Northwest Arkansas Democrat-Gazette

Ex-therapy services exec strikes deal in fraud case

- ERIC BESSON AND LISA HAMMERSLY

LITTLE ROCK — Chirie Bazzelle, whose New Beginnings Behavioral Health Services was accused of Medicaid fraud in a public corruption scandal, has pleaded guilty to one misdemeano­r, the state attorney general’s office announced Tuesday.

Bazzelle admitted to obstructin­g government­al operations in failing to disclose contracts with a former lobbyist, Rusty Cranford, and a former state Department of Human Services auditor, Robin Raveendran. The two have pleaded guilty in a two-state federal investigat­ion into fraudulent Medicaid billing and public corruption.

The chief executive of now-closed New Beginnings, Bazzelle has agreed to pay a $500 fine, court costs and $5,000 restitutio­n, according to the plea agreement. She agreed to testify against “any defendant to whom she has knowledge,” according to the signed agreement.

Bazzelle, 46, of Benton pleaded guilty Monday in a virtual court appearance. She does not face prison time, her attorney said.

Both Cranford and Raveendran were former employees of Preferred Family Healthcare of Springfiel­d, Mo. With others, they “secretly helped Bazzelle turn New Beginnings into one of the state’s largest single site mental health providers,” according to a statement Tuesday by Attorney General Leslie Rutledge.

An attorney for Bazzelle, Jeffrey Rosenzweig, said Tuesday he believes her guilty plea to a single misdemeano­r was a resolution his client and the attorney general’s office “could live with.”

“Had this case gone to trial, we would have argued the defense of advice of counsel — counsel being Jeremy Hutchinson and people associated with Jeremy Hutchinson — and we believe that would have been a viable defense in light of the substantia­l amount of money Ms. Bazzelle paid for legal services,” Rosenzweig said.

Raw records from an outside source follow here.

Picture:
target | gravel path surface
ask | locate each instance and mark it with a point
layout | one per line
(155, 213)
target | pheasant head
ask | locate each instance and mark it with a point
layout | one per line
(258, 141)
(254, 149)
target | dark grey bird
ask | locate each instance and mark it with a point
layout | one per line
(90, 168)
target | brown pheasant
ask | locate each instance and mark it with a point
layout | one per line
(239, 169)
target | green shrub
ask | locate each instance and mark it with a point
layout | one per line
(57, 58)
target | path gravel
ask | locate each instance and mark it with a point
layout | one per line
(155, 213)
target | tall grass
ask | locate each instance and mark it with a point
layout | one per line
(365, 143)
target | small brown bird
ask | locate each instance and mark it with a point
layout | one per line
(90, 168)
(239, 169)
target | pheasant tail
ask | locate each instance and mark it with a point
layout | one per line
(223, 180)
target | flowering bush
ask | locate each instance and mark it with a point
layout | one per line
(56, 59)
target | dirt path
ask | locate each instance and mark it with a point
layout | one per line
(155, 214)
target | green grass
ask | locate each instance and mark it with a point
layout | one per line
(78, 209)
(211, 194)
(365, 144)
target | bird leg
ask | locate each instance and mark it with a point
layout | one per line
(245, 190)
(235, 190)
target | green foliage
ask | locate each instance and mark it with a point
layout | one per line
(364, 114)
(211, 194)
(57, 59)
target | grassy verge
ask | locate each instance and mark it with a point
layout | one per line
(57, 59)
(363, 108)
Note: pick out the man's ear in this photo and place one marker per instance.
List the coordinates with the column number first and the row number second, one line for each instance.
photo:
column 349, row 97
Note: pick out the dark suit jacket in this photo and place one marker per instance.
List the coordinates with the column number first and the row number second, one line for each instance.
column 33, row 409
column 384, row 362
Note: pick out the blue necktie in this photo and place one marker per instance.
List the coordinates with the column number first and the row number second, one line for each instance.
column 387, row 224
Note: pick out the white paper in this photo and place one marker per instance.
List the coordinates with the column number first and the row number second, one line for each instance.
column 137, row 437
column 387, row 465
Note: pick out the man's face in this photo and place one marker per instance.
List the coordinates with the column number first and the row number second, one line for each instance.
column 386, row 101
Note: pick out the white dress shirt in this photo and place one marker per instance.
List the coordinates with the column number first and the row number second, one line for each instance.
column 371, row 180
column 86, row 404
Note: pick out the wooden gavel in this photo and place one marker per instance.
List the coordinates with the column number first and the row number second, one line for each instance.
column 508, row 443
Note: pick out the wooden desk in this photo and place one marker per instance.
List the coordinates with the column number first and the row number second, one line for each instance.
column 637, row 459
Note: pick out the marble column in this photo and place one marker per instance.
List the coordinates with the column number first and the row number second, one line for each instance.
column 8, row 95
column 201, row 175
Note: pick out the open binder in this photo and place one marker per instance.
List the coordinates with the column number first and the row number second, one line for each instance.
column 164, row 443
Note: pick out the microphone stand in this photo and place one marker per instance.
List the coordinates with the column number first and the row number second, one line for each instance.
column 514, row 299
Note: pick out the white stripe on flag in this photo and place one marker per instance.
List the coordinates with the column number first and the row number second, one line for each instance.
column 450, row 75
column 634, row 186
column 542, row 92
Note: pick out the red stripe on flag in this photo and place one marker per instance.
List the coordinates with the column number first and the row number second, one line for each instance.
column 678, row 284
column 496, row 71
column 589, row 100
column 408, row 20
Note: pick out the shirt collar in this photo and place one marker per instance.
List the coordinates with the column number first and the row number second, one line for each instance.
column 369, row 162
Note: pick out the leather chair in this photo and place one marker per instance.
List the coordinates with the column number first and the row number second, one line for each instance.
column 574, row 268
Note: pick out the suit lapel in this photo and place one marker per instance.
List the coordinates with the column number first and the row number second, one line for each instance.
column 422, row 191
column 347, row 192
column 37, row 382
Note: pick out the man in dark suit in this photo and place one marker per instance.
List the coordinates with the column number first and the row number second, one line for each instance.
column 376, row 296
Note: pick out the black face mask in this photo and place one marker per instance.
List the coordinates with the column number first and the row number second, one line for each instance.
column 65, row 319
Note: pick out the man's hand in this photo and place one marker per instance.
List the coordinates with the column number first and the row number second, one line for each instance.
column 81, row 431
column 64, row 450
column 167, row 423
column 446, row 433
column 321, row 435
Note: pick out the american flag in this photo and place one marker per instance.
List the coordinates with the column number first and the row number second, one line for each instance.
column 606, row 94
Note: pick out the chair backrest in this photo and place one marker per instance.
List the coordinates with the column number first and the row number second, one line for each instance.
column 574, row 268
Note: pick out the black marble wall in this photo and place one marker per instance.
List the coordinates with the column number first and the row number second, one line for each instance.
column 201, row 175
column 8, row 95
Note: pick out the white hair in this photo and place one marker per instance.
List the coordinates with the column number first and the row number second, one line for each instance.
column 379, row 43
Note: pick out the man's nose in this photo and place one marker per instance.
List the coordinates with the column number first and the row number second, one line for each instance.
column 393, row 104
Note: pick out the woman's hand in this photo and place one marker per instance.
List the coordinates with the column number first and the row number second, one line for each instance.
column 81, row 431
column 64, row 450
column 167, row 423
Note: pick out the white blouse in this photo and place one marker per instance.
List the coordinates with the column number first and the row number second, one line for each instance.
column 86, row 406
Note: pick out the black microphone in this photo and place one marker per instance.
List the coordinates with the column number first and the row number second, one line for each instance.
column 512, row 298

“The prosecutor realized the strength of that defense,” he said.

The for-profit New Beginnings operated in Little Rock and Cleveland County. It served roughly 1,000 clients, including several hundred public school students, before the state suspended New Beginnings from participat­ing in the Medicaid program after Bazzelle’s April 2019 arrest.

The attorney general’s office initially charged her with felony Medicaid fraud and attempted tax evasion, later tacking on a misdemeano­r of lying to authoritie­s despite promising to cooperate.

A former governor’s appointee to the state board that regulates and licenses counselors and therapists, Bazzelle’s formation of New Beginnings in 2010 made her the only woman and only Black person to solely own a Medicaid-enrolled behavioral-health company in Arkansas at the time, according to a 2017 Arkansas Business profile.

At the time, Arkansas was in the midst of what became a 10-year statewide moratorium on new Medicaid-funded mental-health clinics.

Officials imposed the ban in 2008 during exorbitant growth in spending on the so-called Rehabilita­tive Services for Persons with Mental Illness program, sometimes abbreviate­d RSPMI.

Documents charging Bazzelle in 2019 called the program’s rules “flawed” and said Human Services Department “leaders of 2008-2013 did not seem to understand the problem with the implementa­tion of the RSPMI program …”

The Arkansas Democrat-Gazette examined the moratorium in depth for an article in 2018. The newspaper found that state officials repeatedly extended what was initially designed as a one-year freeze because they were unable to fix what they viewed as a flawed program.

Because the policy blocked new providers, it slowed growth in Medicaid spending. But it did not address the fundamenta­l problems that made the system susceptibl­e to abuse, making the program profitable for firms such as Preferred Family, the newspaper reported.

Cranford, whom repeatedly lobbied to keep the ban in place, helped Bazzelle circumvent the freeze on two occasions, according to the 2019 charging documents.

Cranford, Raveendran, Bazzelle and an unidentifi­ed fourth person “manipulate­d the moratorium rules” both when setting up New Beginnings in 2010 and when opening a new clinic near Pine Bluff in 2016, an affidavit supporting her arrest alleged.

New Beginnings billed $25.5 million to Medicaid for outpatient mental-health treatment from fiscal 2011-18, state data shows. Its annual billings increased each year beginning in fiscal 2013, from $1.6 million that year to $5.8 million in 2018.